Convicted Garda killer Aaron Brady has admitted to perverting the course of justice during his murder trial when it took place in 2020. 

Brady, who was convicted of the 2013 shooting and killing of Detective Garda Adrian Donohoe during an armed robbery in Co Louth, pleaded guilty to perverting the course of justice at the Special Criminal Court on Thursday. 

Brady accepted responsibility for recording footage of a Garda interview with Ronan Flynn, a witness who claimed that he had heard Brady admitting to shooting Donohoe three times. 

The footage was later posted on social media, with Flynn described as a "rat."

Ultimately, Flynn did not give evidence during Brady's trial in 2020. 

Justice Michael White, who oversaw the murder trial in 2020, described the release of the footage as the "most outrageous contempt of court" and a clear attempt to intimidate Flynn and other witnesses. 

Brady is further charged with persuading a state witness not to give testimony during his murder trial. He has not entered a plea in relation to that charge, but prosecuting counsel Lorcan Staines SC said the charge should be taken into account during Brady's sentencing hearing. 

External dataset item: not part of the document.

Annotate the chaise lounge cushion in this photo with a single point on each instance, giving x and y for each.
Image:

Following an arraignment on Thursday, Justice Paul Burns refused an application from Brady's lawyers to impose a reporting restriction on Brady's guilty plea. 

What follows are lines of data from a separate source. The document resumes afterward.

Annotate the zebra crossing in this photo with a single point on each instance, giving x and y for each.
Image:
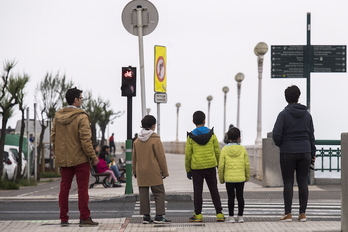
(324, 210)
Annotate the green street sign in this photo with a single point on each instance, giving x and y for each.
(328, 58)
(287, 61)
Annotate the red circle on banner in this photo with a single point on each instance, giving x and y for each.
(160, 68)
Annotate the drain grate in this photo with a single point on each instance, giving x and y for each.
(178, 225)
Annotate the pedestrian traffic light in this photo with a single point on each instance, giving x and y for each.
(129, 81)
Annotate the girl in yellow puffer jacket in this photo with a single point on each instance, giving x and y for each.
(234, 170)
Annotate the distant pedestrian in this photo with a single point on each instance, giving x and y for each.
(134, 138)
(201, 159)
(234, 170)
(112, 144)
(150, 168)
(72, 145)
(293, 133)
(226, 141)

Justice Burns adjourned sentencing until May 29. 

Dean Park, 30, of Cabra Park, Dublin, is also due to go on trial on Thursday afternoon charged with conspiring with Brady to persuade a state witness not to testify during the murder trial. 

Brady, from Crossmaglen in Co Armagh, was convicted of the capital murder of Detective Garda Adrian Donohoe in 2020 and sentenced to 40 years in prison. 

Donohoe was shot dead during an armed robbery of the Lordship Credit Union in Co Louth on January 25, 2013. 

Donohoe and his colleague Detective Garda Joe Ryan were carrying out a routine two-person cash escort at the Credit Union when a gang of five men ambushed them.

Donohoe was shot in the head at close range, while the men made off with around €4,000 in cash, mistakenly leaving behind around €30,000. 

James Flynn, who was described in court as Brady's "best friend," was found guilty in September 2023 of breaking into a residential property and stealing the keys of a car used in the robbery. Flynn was found not guilty of a further charge of armed robbery of the Lordship Credit Union. 

Brady is currently appealing his murder conviction and applied for reporting restrictions to be imposed on his guilty plea, arguing that in the event of a retrial before a jury, the jury may be influenced by reporting of the recent case. 

Justice Burns, however, said the Constitution mandates that justice be administered in public and that he was satisfied that Brady's case was not an exceptional one.